Your employees just walked in the door. How are they supposed to know which tools will help them become successful sales reps within your organization? It’s easy to overlook, but when you think about it, it just doesn’t make sense to leave people to their own devices if you want to make the most of the onboarding process. You have to provide them with a guiding hand that picks and chooses the best tools and information for their successful onboarding and the future of their career.

Start Early and Communicate Often

It’s easy to assume that onboarding starts on day one, but the reality is that many aspects of the new hire process can, and should, be handled before the employee’s first day. Getting as much done as possible ahead of time means that when they do start their first day, they will be able to focus more on their actual job training and less on the logistics of onboarding. The less timid and confused people are walking in the door, the better it will be for your sales team and your organization as a whole.

Put Away the Fondue Buffet

Onboarding is a veritable buffet of information, tools, and resources. The data is always flowing and the plentiful tools are handed freely to new hires like a grab bag of options, leaving them to try to determine which are going to be most effective in their training. From day one, you’re creating excess stress and an unrealistic expectation in your employees by doing this. Rather than laying out the full spread and hoping they find something useful, cultivate the onboarding solutions and tools you provide to their exact job role and training needs.

Setting clear expectations and goals not only helps an employee to succeed better, but it gives you the chance to put them on the right track with training. This ensures that they stay on target during the first months on the job and offers easy course correction before things go too far off track. If you don’t give people clear expectations and resources, they aren’t going to know how to maximize their role in your organization. Help them.

Check-in with People

Don’t just ask if people are doing okay or if training is going well. Ask your new team members if they understand what is expected of them and how they feel about the goals you have set. Find out what their own goals are, as well, and make sure that everyone knows that you value honest feedback so that you can get the truth to provide the best onboarding process for your sales team, no matter what that means. Make sure that you leave things open-ended when you’re touching base with new hires so that you give them room to start a conversation. This will lead to far more success in onboarding than if you assume everyone is checking the boxes and moving along.

Make Sure They Understand Their Role in the Eyes of the Customer

Today’s sales climate is very customer-focused and human-oriented. For sales teams to be effective, they have to understand what customers expect from the buying process. Not only is it more challenging to give people what they want when you aren’t sure what that is, but it causes reps to lose sight of their role and their goals, which can lead to burnout and discourage reps from being successful even in the early stages of the onboarding process.
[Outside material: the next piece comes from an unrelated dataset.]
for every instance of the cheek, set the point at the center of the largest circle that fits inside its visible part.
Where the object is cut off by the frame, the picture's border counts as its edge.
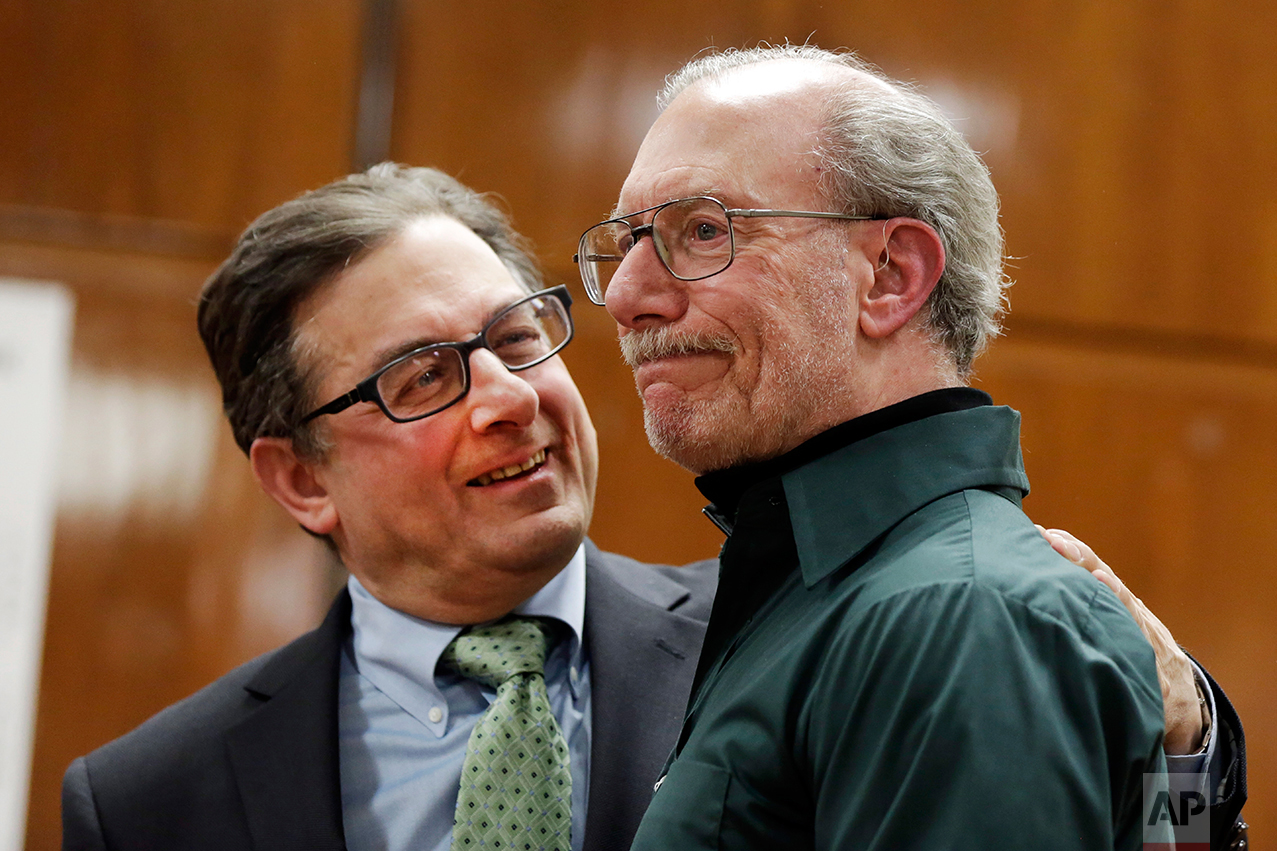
(562, 404)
The customer experience and expectations should be an integral part of training for day one so that all reps are onboarded successfully and ready to take the customer on the journey that they deserve.

Employees Want Guidance, Not a Free-for-All

As much as some people work better with a greater sense of autonomy in their role, that needs to come after the successful onboarding process. In training, the greatest grievance of new hires is that they aren’t given enough direction and support along the way. By taking a hands-on approach to your onboarding training, you’ll provide people with the tools they need and the support that they deserve. Help your employees understand how they play an integral role in the organization and which elements of the onboarding process will be most important to them along the way.
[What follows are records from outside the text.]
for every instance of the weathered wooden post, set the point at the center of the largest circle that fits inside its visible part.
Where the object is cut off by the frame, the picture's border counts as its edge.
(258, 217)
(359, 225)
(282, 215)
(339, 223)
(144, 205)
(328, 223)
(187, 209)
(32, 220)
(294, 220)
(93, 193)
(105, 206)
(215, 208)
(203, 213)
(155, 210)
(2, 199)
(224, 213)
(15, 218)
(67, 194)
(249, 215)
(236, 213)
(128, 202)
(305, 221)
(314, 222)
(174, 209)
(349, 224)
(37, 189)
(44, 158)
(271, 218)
Essentially, companies need to start designing the onboarding experience for their new hires the same way that they hone in on the customer experience. With deliberate planning and careful intentions, you can create a phased approach to training that takes the feeling of being overwhelmed out of the process for new employees. When they feel more secure in the training process, employees tend to have a much better sense of the sales team they’re joining and therefore will be less likely to leave.

The Bottom Line

It’s a simple concept. Onboarding is only going to be successful if you have a journey to guide people through so that they obtain the knowledge and skills that you require. Treat your onboarding experience like the customer experience to ensure that your team gets the right tools and training every step of the way. And most importantly, start treating new hires like team members from the moment that you decide that you’re going to add them to your sales team. If you wait until they get in the door, you’re already too late.